Officials from two different parts of the Obama administration have now sent strong public signals to the Israelis that J Street needs to be treated respectfully. Will Israeli Ambassador Michael Oren’s bosses get the message? Or will they keep insisting that he snub and insult J Street and, by extension, the vast numbers of American Jews and other Americans who support its positions?
According to Haaretz:
Remarks by Israel’s ambassador to the United States, Michael Oren, against the liberal Jewish lobby J Street were “most unfortunate” according to Hannah Rosenthal, head of the U.S. administration’s Office to Monitor and Combat Anti-Semitism.
In an interview with Haaretz in Jerusalem, where Rosenthal was the administration’s envoy to the Foreign Ministry’s Global Forum for Combating Anti-Semitism, Rosenthal, who once served on J street’s board of directors, said she opposes blurring the lines between anti-Semitism and criticism of Israel…
…Rosenthal, who also served on the board of directors of left-wing group Americans for Peace Now, said she believed Oren “would have learned a lot” if he had participated in J Street’s conference.
“I came away realizing what a generational divide there is and I don’t know how it is in Israel. Young people want to be part of the discussion, they feel they have fresh ideas and they feel that we have to end the stalemate,” she said.
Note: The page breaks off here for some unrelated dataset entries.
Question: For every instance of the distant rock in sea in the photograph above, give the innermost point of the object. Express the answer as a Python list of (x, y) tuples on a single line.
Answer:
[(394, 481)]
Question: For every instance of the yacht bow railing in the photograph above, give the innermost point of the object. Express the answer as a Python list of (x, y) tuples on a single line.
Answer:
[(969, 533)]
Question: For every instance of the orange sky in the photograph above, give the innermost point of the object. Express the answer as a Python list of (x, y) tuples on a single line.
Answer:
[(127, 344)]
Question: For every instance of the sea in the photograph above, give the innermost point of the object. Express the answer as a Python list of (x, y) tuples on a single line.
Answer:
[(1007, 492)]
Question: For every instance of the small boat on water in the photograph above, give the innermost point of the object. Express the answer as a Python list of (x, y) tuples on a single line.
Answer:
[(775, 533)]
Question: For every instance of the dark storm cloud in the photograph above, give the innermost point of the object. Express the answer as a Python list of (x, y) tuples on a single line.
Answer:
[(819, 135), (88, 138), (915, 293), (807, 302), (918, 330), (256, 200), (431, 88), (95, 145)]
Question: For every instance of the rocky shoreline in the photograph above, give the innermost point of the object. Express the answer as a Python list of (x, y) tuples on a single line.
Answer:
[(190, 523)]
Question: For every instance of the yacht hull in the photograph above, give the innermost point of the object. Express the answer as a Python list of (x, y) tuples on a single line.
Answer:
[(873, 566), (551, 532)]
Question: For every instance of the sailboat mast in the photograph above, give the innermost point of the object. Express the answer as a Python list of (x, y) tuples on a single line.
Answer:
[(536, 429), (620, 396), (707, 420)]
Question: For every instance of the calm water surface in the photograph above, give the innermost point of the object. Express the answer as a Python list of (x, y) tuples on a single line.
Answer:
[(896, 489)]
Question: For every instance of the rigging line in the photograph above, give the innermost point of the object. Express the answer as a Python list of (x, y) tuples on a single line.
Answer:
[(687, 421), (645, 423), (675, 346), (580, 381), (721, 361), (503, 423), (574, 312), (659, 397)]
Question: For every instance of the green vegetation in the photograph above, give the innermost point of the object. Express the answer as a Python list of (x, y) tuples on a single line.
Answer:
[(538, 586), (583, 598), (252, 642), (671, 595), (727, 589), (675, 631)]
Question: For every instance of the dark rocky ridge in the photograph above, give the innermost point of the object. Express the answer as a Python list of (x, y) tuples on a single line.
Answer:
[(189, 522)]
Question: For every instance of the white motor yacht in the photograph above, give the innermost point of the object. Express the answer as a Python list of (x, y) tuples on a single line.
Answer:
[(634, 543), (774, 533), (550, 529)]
Rosenthal strongly believes that new and different voices need to be heard regarding Israel in the American Jewish community.
“We need to have as many people coming together to try and put an end to this crisis, the matzav [situation] can not continue – it’s unacceptable and that’s why I always paid my membership to AIPAC, but I have always paid my membership to Americans for Peace Now – because they all need to be supported and they all need to be at the table.”
Her remarks sent the same message as the one conveyed by Obama’s National Security Advisor, General James Jones, who gave the keynote address at the J Street conference and pointedly stated that the administration would be there the next time J Street convened.
Oren probably wishes he were not caught in the crossfire of an American Jewish culture war, in which some of the same right wingers who panned J Street came out against Hannah Rosenthal’s appointment, calling her an “anti-Israel lobbyist.” While my previous post came down hard on the Ambassador, he is a government employee and is clearly not a free agent in this matter.
Avigdor Lieberman’s Foreign Ministry is trying to step up efforts to make Israel’s case to the world and win over those who are hostile to the Jewish state. It ought to give its ambassador the green light to stop fomenting hostility within a segment of the American Jewish community that is friendly to Israel, and within the American government itself.